Играли здесь в том числе и на деньги, в связи с чем пару раз милиция разгоняла это стихийное сборище после жалоб проигравших на то, что их коварно обобрали, объявив неожиданный шах и мат. Но оно восставало из пепла птицей Феникс.
Мы с Сыном Степей подошли туда как раз в то время, как разгорался скандал. Возле столика, за которым резались в древнюю игру признанные авторитеты, возникли шум и суета. Объемистый дядя монументальным пузом выталкивал за пределы «ринга», то есть подальше от стола, худосочного субъекта. Еще один невысокий очкастый гражданин в фетровой шляпе содействовал «изгнанию из рая» по мере сил.
– Иди отсюда. Игру всю сбиваешь! – гудел пароходом пузан, двигаясь непреодолимо вперед и оттесняя сильно уступавшего ему в объемах и размерах бунтаря. – Подсказывать своей жене будешь!
– Но он прозевал ход! – заорал худосочный. – Он дурак!
– Дурак ‒ это ты! – заверещал гражданин в очках. – Не приходи больше!
Я присмотрелся и кинул Амбаге:
– То, что надо. Работаем.
Мы подошли к месту склоки. Я махнул милицейским удостоверением. У работающих в поле уполномоченных обычно полна коробочка так называемых документов прикрытия, чтобы не светить везде свою принадлежность к чекистам.
– Милиция, граждане! – воскликнул я. – Забираем мошенника!
– Давно пора, – послышались одобрительные крики.
Взяли мы бузотера под руки крепко. Он забился было пойманной в силки птицей. При этом продемонстрировал неожиданную для такого тщедушного тела силу – недаром же говорят, что сумасшедшие обычно чрезвычайно сильны. Но, понятно, против нас ему ничего не светило.
– Адам Исаакович? – негромко поинтересовался я.
– Да! – резко ответил парень.
– Ну вот и хорошо. Пройдемте с нами. Вы задержаны до выяснения!
– За что? Они мажут, а я виноват?!!! – крикнул на весь сквер Хомичев так, что уши заложило.
– Не беспокойтесь, – успокаивающе произнес я. – Мы лишь поговорим и отпустим.
– Поговорим, поговорим, поговорим, – забормотал математик, вдруг как-то обмякнув и будто потеряв державший его стержень.
– Когда следующее жертвоприношение? – Что-то потянуло меня за язык.
Математик кинул на меня какой-то пронзительный, наполненный болью и ожиданием взор, и забормотал:
– Как звезды сойдутся. Тогда и сила устремится к крови, а кровь к силе…
А ведь, похоже, хирург оказался прав. Это наш человек…
Глава 24
Доставили мы математика в постпредство. Пришлось сделать снизу, из комендатуры, несколько звонков, прежде чем нам позволили провести его в здание.
Я легонько подтолкнул его в спину, и он оказался в нашем кабинете. Рощин изумленно воззрился на нашу компанию, а потом спросил:
– Он?
– Тот самый, – потер я ладони. – В полной кондиции.

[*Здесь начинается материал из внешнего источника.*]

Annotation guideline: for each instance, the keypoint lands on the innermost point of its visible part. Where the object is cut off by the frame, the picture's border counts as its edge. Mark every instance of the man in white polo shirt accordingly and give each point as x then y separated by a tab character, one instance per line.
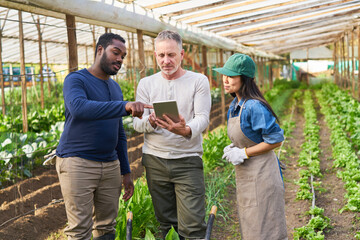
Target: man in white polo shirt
172	151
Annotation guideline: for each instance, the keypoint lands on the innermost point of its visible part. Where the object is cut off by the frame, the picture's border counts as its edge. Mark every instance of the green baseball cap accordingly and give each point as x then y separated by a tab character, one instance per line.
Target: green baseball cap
238	64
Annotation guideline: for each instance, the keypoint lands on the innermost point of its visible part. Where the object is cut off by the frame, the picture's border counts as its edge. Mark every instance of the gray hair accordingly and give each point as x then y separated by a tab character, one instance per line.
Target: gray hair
168	34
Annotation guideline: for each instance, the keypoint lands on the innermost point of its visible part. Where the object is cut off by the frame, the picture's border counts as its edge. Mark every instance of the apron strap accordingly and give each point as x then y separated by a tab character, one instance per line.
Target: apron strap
241	108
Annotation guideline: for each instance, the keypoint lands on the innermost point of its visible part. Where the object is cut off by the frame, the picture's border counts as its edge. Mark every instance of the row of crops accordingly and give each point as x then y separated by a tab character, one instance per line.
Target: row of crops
342	116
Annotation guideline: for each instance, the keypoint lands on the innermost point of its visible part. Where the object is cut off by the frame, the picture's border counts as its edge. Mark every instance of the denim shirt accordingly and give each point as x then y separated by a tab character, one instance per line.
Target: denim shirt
257	122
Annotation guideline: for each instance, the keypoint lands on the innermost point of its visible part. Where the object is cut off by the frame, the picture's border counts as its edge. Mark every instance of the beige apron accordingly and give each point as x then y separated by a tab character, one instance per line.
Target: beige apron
259	191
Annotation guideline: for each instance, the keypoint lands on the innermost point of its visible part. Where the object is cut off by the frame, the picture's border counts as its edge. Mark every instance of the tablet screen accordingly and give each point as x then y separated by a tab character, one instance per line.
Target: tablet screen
168	107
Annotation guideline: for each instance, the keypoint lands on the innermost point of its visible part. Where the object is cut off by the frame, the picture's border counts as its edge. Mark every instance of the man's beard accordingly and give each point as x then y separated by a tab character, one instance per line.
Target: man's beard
106	65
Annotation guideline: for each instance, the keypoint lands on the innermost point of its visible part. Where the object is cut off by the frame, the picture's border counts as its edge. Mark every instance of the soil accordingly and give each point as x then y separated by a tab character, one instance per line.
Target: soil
33	208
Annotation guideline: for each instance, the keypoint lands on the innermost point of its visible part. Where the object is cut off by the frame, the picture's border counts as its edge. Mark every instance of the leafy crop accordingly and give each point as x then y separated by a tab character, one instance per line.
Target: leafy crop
141	206
214	145
343	151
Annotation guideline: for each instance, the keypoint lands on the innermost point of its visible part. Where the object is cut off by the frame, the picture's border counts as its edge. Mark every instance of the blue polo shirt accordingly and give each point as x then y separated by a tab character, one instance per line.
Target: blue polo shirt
257	122
93	120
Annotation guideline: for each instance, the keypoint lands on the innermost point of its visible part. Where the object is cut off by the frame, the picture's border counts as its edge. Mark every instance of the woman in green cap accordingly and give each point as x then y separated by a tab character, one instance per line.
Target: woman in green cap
254	133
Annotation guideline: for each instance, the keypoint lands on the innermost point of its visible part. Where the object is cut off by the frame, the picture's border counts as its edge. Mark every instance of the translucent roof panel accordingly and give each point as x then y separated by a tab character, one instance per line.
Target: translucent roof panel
257	23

– Это нам сильно повезло, – удовлетворенно кивнул Поп.
Взор у математика был какой-то снулый и серый, только проскальзывали безумные искры.
– Ну присаживайтесь, сын мой. – Поп положил свою тяжелую длань на плечо Фомичева и подтолкнул к стулу у окна, закрытого прочной металлической сеткой – чтобы вниз неповадно было сигать.
Амбага, с интересом наблюдающий за происходящим, примостился на подоконнике, а я водрузился за собственный стол. И начался разговор.
Инициативу сразу же взял на себя Рощин. И начал не с обычного «назовите ваши анкетные данные», а с какого-то длинного латинского выражения. Любопытно, что математик ответил тоже на латинском. И Поп удовлетворенно кивнул:
– Основы знает. Значит, уже причастен.
– Вот и расскажи нам, как жертвы приносил, Адам Исаакович, – подал я голос. – Чего стесняться-то? Дело почетное. Показал же себя во всей красе всем чертям, а мы чем хуже? Поведай о своих достижениях. Думаю, мы оценим.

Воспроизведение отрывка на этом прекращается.